Web Scraping Table from 'Dune.com' with Python3 and bs4

ghz 11hours ago ⋅ 2 views

I am trying to web scrape table data from Dune.com (https://dune.com/queries/1144723). When I 'inspect' the web page, I am able to clearly see the <table></table> element, but when I run the following code I am returned None results.

import bs4
import requests

data = []

r=requests.get('https://dune.com/queries/1144723/1954237')
soup=bs4.BeautifulSoup(r.text, "html5lib")

table = soup.find('table')

How can I successfully find this table data?

Answer

The issue you're facing is that the table data you're trying to scrape is dynamically loaded via JavaScript after the page is initially rendered. This means that when you make a request with requests, you are getting the raw HTML that does not include the table data, because the JavaScript responsible for rendering that table hasn't been executed yet.
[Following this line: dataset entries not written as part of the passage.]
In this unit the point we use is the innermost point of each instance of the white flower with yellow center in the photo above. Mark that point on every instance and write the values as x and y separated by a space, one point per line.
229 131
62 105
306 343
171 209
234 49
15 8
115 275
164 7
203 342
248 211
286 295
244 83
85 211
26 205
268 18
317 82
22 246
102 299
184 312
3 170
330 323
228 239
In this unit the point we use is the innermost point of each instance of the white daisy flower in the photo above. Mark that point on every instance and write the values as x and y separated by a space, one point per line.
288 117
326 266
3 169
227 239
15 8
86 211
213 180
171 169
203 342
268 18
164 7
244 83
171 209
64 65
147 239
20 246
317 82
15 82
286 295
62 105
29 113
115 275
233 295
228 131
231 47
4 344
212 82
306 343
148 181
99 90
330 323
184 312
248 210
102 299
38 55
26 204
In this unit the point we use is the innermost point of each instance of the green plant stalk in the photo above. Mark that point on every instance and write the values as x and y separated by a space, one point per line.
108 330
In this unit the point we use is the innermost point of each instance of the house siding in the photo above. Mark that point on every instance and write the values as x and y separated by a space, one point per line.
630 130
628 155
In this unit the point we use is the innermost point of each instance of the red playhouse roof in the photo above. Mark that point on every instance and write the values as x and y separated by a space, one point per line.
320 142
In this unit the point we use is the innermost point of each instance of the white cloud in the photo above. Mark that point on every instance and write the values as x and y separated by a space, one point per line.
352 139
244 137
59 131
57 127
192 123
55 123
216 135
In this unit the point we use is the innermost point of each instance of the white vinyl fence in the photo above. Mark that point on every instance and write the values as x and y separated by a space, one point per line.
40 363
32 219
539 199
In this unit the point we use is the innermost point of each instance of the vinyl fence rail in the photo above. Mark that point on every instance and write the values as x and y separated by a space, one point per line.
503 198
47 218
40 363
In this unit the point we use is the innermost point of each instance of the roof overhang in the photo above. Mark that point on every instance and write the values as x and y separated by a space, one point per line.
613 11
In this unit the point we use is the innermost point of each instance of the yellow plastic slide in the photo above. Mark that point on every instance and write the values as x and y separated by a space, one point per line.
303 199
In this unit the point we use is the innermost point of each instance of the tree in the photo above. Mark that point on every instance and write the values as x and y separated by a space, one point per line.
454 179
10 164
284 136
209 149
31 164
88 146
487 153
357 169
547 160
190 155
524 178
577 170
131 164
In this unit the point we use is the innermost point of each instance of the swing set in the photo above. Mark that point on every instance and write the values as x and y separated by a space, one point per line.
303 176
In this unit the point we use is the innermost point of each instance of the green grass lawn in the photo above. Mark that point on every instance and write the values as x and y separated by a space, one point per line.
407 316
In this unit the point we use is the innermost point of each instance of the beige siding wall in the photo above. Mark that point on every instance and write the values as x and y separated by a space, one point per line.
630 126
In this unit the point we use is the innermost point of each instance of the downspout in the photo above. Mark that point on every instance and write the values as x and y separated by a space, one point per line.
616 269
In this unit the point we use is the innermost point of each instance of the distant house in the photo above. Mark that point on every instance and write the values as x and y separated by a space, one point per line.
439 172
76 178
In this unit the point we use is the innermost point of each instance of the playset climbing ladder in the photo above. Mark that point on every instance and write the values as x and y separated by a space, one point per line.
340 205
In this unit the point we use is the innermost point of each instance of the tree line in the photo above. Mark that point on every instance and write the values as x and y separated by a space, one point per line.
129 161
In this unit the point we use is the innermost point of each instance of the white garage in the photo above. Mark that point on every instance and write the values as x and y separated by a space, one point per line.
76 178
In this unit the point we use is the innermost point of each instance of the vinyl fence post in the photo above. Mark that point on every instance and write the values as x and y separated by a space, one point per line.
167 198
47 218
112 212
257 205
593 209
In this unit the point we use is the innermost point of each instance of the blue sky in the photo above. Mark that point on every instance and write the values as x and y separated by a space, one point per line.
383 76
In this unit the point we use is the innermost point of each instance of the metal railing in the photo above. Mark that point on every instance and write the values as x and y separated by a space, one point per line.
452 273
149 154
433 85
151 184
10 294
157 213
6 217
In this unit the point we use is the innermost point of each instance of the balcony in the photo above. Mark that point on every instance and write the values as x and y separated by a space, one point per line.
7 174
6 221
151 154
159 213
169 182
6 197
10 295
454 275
Solution: Use a Headless Browser with Selenium

To handle this, you'll need to use a tool that can execute JavaScript, like Selenium or Playwright. Selenium allows you to load the page, execute JavaScript, and then extract the dynamically rendered content.

Here's how you can use Selenium along with BeautifulSoup to scrape the table data from the Dune.com page:

1. Install Required Libraries:

First, install the necessary libraries:

pip install selenium beautifulsoup4 requests

Additionally, you will need to download a WebDriver (e.g., ChromeDriver for Chrome or geckodriver for Firefox).

  • Download ChromeDriver: https://sites.google.com/a/chromium.org/chromedriver/
  • Download geckodriver (for Firefox): https://github.com/mozilla/geckodriver/releases

Make sure the WebDriver binary is accessible in your system's PATH, or specify the path to the driver explicitly in your code.

2. Code Example with Selenium and BeautifulSoup:

Here’s how you can modify your code to scrape the table data:

from selenium import webdriver
from selenium.webdriver.chrome.options import Options
from bs4 import BeautifulSoup
import time

# Set up headless browser using Chrome
chrome_options = Options()
chrome_options.add_argument("--headless")  # Run in headless mode (without opening browser window)

# Specify the path to your WebDriver binary if it's not in your PATH
driver = webdriver.Chrome(executable_path='/path/to/chromedriver', options=chrome_options)

# Visit the Dune query page
url = 'https://dune.com/queries/1144723/1954237'
driver.get(url)

# Wait for the JavaScript to load the table (adjust sleep time if needed)
time.sleep(5)  # You may need to adjust this depending on how long the page takes to load

# Get page source after JavaScript has rendered the table
html = driver.page_source

# Use BeautifulSoup to parse the page source
soup = BeautifulSoup(html, 'html.parser')

# Find the table element
table = soup.find('table')

# If table is found, extract the rows and columns
if table:
    rows = table.find_all('tr')
    data = []

    for row in rows:
        cols = row.find_all('td')
        cols = [col.text.strip() for col in cols]  # Get text from each cell and remove leading/trailing spaces
        data.append(cols)

    # Print the data or process it further
    for row in data:
        print(row)
else:
    print("Table not found!")

# Quit the browser session
driver.quit()

Explanation:

  1. Headless Browser with Selenium:

    • We set up a headless browser (which means it runs without opening a GUI window) using Chrome and Selenium.
    • We specify the path to the ChromeDriver (executable_path='/path/to/chromedriver'), or if ChromeDriver is in your PATH, you can omit the executable_path argument.
  2. Loading the Page:

    • driver.get(url) loads the Dune.com page.
    • We use time.sleep(5) to wait for the JavaScript to render the table. You can adjust this delay depending on how fast the table loads.
  3. Scraping with BeautifulSoup:

    • After the page has been loaded and JavaScript has rendered the table, we use driver.page_source to get the HTML source.
    • We then use BeautifulSoup to parse the HTML and extract the data from the table.
  4. Extracting Table Data:

    • We find all the rows in the table with table.find_all('tr') and then extract the text from each cell in each row.
    • Finally, the data is stored in a list data, and we print it row by row.

Notes:

  • You may need to adjust the time.sleep(5) delay if the table takes longer to load.
  • If you're using Firefox, you can replace webdriver.Chrome with webdriver.Firefox and similarly use geckodriver instead of chromedriver.
  • The table might have pagination or infinite scrolling, which could require handling JavaScript events like clicks or scrolling. If that’s the case, you might need to use more advanced Selenium features like WebDriverWait or interact with the page elements before scraping.

By using Selenium, you can ensure that all dynamic content, including JavaScript-rendered tables, is available for scraping.